|Abstract:||The rapid development of modern information technology has significantly facilitated the generation, collection, transmission and storage of all kinds of data. With the so-called “big data” generated in an unprecedented rate, we are facing significant challenges in learning knowledge from it. Traditional machine learning algorithms often suffer from the unmatched volume and complexity of such big data, however, sparsity has been recently studied to tackle this challenge. With reasonable assumptions and effective utilization of sparsity, we can learn models that are simpler, more efficient and robust to noise.
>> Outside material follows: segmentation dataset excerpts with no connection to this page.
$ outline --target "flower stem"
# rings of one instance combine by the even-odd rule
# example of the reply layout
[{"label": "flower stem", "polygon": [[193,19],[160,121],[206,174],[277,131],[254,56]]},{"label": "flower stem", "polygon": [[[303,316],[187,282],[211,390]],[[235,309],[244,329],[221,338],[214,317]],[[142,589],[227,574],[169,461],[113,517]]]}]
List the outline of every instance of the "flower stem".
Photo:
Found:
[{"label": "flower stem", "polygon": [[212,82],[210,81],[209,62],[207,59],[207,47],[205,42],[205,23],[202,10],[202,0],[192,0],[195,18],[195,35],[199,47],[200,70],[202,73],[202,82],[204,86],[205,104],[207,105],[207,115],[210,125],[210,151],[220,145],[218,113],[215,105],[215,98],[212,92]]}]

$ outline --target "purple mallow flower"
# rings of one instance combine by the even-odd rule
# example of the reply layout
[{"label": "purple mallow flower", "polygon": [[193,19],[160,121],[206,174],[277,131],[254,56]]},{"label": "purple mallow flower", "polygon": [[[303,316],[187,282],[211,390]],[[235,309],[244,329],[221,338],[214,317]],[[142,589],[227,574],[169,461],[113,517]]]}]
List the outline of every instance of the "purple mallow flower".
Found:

The goal of this dissertation is studying and exploiting sparsity to design learning algorithms to effectively and efficiently solve various challenging and significant real-world machine learning tasks. I will integrate and introduce my work from three different perspectives: sample complexity, computational complexity, and noise reduction. Intuitively, these three aspects correspond to models that require less data to learn, are more computationally efficient, and still perform well when the data is noisy. Specifically, this thesis is integrated from the three aspects as follows:
First, I focus on the sample complexity of machine learning algorithms for an important machine learning task, compressed sensing. I propose a novel algorithm based on nonconvex sparsity-inducing penalty, which is the first work that utilizes such penalty. I also prove that our algorithm improves the best previous sample complexity significantly by extensive theoretical derivation and numerical experiments.
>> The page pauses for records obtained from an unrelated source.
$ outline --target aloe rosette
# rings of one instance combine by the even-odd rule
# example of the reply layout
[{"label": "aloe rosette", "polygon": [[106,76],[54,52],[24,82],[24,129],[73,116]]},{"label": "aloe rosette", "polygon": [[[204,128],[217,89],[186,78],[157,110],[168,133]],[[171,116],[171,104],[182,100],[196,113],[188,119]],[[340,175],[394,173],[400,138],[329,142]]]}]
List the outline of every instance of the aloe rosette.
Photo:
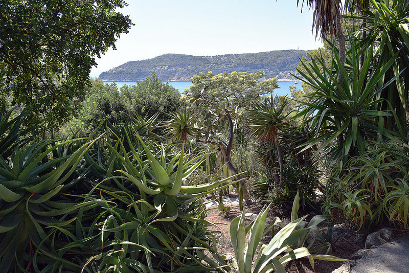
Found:
[{"label": "aloe rosette", "polygon": [[[96,225],[101,228],[93,243],[100,254],[89,258],[84,270],[94,265],[101,271],[120,267],[124,272],[203,270],[195,253],[211,248],[204,229],[212,224],[204,219],[199,200],[233,177],[185,185],[204,155],[187,153],[184,145],[175,151],[171,145],[143,139],[129,127],[110,131],[105,140],[106,153],[101,159],[105,159],[100,162],[98,176],[104,179],[93,183],[89,197],[106,201],[98,216]],[[132,267],[132,261],[142,263]]]},{"label": "aloe rosette", "polygon": [[[75,151],[70,153],[70,148],[77,141],[58,144],[55,140],[42,141],[15,151],[8,163],[0,157],[2,269],[7,271],[13,263],[15,268],[16,263],[21,263],[26,257],[26,252],[32,255],[33,247],[43,246],[50,240],[50,229],[47,227],[67,225],[76,219],[75,215],[70,216],[71,212],[91,206],[55,198],[64,190],[64,183],[75,182],[69,178],[96,140],[74,148]],[[62,150],[59,152],[61,156],[54,158],[53,153],[58,149]]]}]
Second, from the perspective of computational complexity, I study the expectation-maximization (EM) algorithms in high dimensional scenarios. In contrast to the conventional regime, the maximization step (M-step) in high dimensional scenario can be very computationally expensive or even not well defined. To address this challenge, I propose an efficient algorithm based on novel semi-stochastic gradient descent with variance reduction, which naturally incorporates the sparsity in model parameters, greatly economizes the computational cost at each iteration and enjoys faster convergence rates simultaneously. We believe the proposed unique semi-stochastic variance-reduced gradient is of general interest of nonconvex optimization of bivariate structure.
Third, I look into the noise reduction problem and target on an important text mining task, event detection.
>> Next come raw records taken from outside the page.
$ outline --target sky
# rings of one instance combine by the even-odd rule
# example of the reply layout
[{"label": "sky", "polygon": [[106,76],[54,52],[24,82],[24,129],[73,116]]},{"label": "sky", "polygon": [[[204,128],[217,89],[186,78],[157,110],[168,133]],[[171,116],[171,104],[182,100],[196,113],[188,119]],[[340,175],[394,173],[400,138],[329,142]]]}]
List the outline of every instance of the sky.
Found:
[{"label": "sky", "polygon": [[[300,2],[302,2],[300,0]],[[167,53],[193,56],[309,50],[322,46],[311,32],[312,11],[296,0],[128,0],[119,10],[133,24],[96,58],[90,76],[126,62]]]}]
To overcome the noise in the text data which hampers the detection of real events, I design an efficient algorithm based on sparsity-inducing fused lasso framework. Experiment results on various datasets show that our algorithm effectively smooths out noises and captures the real event, outperforming several state- of-the-art methods consistently in noisy setting.
To sum up, this thesis focuses on the critical issues of machine learning in big data from the perspective of sparsity in the data and model. Our proposed methods clearly show that utilizing sparsity is of great importance for various significant machine learning tasks.